From Michael Paquier
Subject Re: Return pg_control from pg_backup_stop().
Date
Msg-id abov3-Kre8ntiL-S@paquier.xyz
Whole thread Raw
In response to Re: Return pg_control from pg_backup_stop().  (David Steele <david@pgbackrest.org>)
Responses Re: Return pg_control from pg_backup_stop().
List pgsql-hackers
On Wed, Mar 18, 2026 at 04:05:24AM +0000, David Steele wrote:
> On 3/18/26 08:43, Michael Paquier wrote:
>> I was wondering if we should have an assertion at least to cross-check
>> that the contents we store in shared memory never go out-of-sync with
>> the on-disk contents, in the shape of a USE_ASSERT_CHECKING block that
>> calls get_controlfile() and memcmp()'s the contents between shmem and
>> the on-disk file, while the LWLock is taken.  We ship the control file
>> last on purpose, one reason being backups taken from standbys, so that
>> may be sensible to do.
>
> As far as I can see this should always be true -- I audited all the
>
> LWLockAcquire(ControlFileLock, LW_EXCLUSIVE)
>
> sections and the file is always saved once if is updated. Let me see if I
> can add this check without too much pain, e.g. an additional parameter.

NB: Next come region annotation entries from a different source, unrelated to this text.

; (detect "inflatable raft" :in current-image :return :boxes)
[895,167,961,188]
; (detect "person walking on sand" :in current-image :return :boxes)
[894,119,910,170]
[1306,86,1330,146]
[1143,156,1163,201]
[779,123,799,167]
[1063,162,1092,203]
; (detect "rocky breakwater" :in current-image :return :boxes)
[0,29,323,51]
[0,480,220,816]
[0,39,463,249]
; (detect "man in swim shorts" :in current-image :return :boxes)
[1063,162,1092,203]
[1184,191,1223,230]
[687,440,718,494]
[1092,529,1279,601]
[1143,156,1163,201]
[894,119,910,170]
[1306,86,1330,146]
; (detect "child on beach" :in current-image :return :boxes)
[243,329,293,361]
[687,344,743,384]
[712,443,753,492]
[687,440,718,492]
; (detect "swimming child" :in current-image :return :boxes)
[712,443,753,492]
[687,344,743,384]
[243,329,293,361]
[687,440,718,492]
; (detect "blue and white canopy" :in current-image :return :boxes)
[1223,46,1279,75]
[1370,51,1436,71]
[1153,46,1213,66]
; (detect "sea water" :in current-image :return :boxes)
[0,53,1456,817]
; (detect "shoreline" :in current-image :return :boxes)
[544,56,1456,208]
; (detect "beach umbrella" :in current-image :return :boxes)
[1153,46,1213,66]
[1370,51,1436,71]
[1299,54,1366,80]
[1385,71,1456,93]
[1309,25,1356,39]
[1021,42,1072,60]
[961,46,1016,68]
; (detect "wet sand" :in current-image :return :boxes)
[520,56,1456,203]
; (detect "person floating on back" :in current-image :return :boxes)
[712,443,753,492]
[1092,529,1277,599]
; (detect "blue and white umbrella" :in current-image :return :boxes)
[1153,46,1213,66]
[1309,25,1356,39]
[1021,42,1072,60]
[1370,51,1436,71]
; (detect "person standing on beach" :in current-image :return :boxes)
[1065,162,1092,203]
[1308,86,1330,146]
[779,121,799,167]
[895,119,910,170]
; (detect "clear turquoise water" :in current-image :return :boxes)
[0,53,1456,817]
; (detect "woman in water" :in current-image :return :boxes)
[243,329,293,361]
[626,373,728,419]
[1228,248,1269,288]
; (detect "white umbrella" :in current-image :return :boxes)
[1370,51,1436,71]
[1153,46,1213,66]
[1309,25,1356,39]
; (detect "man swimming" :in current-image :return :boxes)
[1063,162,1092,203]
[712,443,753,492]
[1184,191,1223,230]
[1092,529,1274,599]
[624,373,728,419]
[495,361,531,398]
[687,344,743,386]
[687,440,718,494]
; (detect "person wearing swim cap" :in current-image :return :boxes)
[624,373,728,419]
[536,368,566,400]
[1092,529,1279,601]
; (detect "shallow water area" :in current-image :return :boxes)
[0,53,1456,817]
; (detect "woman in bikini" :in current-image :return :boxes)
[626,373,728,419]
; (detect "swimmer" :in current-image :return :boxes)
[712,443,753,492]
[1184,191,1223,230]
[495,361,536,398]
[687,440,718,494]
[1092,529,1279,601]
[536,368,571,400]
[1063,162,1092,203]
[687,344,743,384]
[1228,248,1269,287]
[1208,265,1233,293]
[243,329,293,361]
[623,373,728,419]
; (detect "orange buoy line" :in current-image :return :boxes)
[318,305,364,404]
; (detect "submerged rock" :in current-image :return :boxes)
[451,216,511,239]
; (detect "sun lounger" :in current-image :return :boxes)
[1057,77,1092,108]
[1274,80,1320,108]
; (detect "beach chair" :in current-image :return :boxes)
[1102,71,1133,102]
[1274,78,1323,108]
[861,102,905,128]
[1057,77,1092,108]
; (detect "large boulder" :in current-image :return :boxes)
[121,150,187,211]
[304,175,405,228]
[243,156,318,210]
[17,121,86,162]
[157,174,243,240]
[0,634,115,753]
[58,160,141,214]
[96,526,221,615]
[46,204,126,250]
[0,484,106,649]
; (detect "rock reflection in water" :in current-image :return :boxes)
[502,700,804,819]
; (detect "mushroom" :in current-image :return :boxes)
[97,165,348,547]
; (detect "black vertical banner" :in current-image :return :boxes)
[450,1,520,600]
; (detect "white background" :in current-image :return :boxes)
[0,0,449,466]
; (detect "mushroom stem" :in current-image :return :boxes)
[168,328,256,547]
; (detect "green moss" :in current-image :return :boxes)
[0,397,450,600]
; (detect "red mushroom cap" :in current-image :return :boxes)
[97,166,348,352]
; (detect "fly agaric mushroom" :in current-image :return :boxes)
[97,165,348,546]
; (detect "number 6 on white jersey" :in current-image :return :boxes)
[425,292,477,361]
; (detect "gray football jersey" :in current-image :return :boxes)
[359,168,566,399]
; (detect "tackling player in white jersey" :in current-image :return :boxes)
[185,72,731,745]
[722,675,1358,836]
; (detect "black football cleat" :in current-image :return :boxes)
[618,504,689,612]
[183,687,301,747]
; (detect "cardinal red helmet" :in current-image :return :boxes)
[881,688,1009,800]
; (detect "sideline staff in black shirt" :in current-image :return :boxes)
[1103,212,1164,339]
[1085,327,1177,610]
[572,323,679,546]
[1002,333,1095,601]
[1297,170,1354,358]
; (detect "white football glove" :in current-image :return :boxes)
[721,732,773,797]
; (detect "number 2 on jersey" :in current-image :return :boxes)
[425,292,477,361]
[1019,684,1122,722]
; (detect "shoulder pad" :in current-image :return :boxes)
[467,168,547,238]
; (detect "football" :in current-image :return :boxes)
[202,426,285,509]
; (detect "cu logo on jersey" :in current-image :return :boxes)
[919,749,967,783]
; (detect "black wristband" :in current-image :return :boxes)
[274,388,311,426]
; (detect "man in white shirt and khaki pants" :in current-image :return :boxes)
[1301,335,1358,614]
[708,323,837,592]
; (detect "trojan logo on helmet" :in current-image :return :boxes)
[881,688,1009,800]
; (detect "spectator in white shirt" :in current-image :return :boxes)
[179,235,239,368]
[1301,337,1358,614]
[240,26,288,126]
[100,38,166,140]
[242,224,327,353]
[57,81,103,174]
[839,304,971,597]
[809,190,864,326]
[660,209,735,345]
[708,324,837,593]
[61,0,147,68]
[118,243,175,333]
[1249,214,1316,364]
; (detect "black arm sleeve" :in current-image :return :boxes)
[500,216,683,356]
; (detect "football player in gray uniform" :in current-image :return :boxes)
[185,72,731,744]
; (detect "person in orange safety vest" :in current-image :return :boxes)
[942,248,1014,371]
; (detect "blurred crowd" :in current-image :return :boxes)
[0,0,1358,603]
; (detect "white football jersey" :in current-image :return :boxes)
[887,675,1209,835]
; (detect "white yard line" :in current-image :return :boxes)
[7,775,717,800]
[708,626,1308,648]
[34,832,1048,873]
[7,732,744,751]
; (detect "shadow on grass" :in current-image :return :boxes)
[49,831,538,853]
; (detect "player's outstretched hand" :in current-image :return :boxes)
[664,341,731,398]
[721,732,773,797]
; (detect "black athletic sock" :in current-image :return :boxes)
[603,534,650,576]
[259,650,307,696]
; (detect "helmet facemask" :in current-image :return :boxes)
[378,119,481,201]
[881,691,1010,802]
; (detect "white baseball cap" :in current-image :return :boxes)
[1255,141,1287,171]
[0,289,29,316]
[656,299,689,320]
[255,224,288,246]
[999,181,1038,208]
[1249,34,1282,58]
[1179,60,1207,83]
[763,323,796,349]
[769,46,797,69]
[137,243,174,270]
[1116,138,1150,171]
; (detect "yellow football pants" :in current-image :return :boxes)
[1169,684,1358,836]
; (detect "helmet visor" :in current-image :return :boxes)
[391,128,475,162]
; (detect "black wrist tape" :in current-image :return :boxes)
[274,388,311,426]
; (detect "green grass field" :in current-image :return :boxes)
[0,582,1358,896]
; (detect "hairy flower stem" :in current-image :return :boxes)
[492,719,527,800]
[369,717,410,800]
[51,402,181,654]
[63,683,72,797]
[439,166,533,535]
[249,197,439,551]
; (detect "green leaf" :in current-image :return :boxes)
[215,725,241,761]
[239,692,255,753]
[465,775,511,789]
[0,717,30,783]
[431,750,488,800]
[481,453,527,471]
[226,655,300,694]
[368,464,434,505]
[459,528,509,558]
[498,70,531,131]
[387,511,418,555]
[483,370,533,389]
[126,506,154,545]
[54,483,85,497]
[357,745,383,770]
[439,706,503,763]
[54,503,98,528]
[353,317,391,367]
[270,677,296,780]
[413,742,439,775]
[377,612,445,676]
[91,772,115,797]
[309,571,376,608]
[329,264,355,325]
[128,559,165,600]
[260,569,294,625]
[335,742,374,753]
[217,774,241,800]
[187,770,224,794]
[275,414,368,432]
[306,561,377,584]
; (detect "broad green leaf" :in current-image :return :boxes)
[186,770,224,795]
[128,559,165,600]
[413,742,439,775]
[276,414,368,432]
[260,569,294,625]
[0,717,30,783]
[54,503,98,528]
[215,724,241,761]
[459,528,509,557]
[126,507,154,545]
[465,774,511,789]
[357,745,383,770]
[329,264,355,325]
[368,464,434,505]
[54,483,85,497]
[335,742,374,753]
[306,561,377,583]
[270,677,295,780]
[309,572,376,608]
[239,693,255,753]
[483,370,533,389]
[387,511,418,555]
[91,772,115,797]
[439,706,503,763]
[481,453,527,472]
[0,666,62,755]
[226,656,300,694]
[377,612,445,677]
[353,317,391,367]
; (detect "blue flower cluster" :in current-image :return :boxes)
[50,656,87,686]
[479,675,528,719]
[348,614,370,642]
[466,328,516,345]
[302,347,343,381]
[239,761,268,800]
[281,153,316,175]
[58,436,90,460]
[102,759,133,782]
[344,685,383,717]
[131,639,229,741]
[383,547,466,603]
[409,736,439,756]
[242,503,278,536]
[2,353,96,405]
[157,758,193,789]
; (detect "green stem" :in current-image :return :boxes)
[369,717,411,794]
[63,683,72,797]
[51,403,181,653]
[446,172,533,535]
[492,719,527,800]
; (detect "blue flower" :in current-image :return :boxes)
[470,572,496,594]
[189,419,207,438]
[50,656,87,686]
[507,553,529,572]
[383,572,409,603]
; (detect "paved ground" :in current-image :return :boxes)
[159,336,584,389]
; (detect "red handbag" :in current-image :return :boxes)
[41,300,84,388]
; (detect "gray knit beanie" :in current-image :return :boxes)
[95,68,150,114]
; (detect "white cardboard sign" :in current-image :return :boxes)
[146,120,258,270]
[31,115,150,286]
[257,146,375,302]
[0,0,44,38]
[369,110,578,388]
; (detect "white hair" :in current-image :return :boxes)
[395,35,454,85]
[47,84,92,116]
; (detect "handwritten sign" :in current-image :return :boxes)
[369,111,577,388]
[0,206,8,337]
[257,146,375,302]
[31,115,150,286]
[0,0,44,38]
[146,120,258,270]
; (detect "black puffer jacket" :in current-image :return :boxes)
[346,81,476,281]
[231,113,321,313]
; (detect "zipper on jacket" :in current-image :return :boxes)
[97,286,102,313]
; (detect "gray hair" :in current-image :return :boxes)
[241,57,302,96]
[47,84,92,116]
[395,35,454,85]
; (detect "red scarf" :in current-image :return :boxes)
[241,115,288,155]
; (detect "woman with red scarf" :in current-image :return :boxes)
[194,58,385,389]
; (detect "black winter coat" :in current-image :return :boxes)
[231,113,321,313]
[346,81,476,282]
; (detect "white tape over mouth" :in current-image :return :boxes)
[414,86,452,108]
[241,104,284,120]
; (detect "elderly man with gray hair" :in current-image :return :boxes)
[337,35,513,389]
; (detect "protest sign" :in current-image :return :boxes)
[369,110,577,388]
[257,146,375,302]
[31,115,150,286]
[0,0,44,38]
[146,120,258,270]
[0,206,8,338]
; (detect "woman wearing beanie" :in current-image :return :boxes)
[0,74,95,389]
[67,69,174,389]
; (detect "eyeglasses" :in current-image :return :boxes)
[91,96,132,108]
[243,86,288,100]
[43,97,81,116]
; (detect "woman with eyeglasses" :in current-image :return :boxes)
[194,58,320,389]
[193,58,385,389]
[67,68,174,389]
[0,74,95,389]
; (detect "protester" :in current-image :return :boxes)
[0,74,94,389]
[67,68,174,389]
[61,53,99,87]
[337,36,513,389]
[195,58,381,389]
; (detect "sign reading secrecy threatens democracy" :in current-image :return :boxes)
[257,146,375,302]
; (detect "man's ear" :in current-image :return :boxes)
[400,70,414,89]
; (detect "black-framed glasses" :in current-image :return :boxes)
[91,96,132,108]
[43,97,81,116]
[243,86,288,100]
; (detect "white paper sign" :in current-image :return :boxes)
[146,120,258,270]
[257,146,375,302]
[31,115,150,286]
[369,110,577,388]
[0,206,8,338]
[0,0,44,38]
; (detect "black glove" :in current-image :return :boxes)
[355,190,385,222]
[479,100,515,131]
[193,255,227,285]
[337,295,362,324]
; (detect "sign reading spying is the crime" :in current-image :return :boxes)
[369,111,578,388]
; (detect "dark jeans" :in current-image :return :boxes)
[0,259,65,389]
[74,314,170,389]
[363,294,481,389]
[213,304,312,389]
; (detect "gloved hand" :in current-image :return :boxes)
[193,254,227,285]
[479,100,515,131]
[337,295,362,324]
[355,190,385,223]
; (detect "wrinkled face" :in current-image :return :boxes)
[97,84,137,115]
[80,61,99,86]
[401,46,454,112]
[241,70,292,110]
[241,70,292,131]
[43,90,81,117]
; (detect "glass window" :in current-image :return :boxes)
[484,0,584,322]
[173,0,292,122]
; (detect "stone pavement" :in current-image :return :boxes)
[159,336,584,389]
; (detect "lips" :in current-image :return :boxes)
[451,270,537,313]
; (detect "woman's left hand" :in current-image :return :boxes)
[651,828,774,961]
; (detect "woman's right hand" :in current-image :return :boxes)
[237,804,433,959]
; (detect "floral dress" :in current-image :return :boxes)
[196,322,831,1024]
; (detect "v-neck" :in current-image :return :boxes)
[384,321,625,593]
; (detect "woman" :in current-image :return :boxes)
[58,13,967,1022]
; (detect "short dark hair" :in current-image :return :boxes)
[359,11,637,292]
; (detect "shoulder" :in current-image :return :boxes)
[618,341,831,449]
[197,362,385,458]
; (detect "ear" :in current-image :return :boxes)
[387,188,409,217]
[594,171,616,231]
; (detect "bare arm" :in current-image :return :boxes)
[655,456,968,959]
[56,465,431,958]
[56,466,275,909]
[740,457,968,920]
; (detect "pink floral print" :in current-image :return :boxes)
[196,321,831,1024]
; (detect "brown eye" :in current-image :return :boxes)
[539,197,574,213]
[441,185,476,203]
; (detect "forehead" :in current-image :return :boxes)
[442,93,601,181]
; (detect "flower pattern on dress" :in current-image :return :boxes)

This matches with my reads of the code.  The attached check, that can
be applied on top of your patches, passes under check-world.

>> Another property of the new control file flag that is implied in the
>> implementation but not documented is that we should never check for
>> backupLabelRequired when a backup_label is gone.
>
> I'm not sure what you mean here? That's exactly when we do want to check as
> below:

Sorry for the confusion, I meant that "we should never check for
backupLabelRequired when we have a backup_label".

> Using the pg_control copy from pg_backup_stop() is entirely optional and
> nothing is broken if vendors decide not to use it. This can be demonstrated
> by applying the 01 patch without 02. In that case the tests in
> 042_low_level_backup continue to run. You can also apply 01 and 02 and
> revert the test changes in 042_low_level_backup and that works, too.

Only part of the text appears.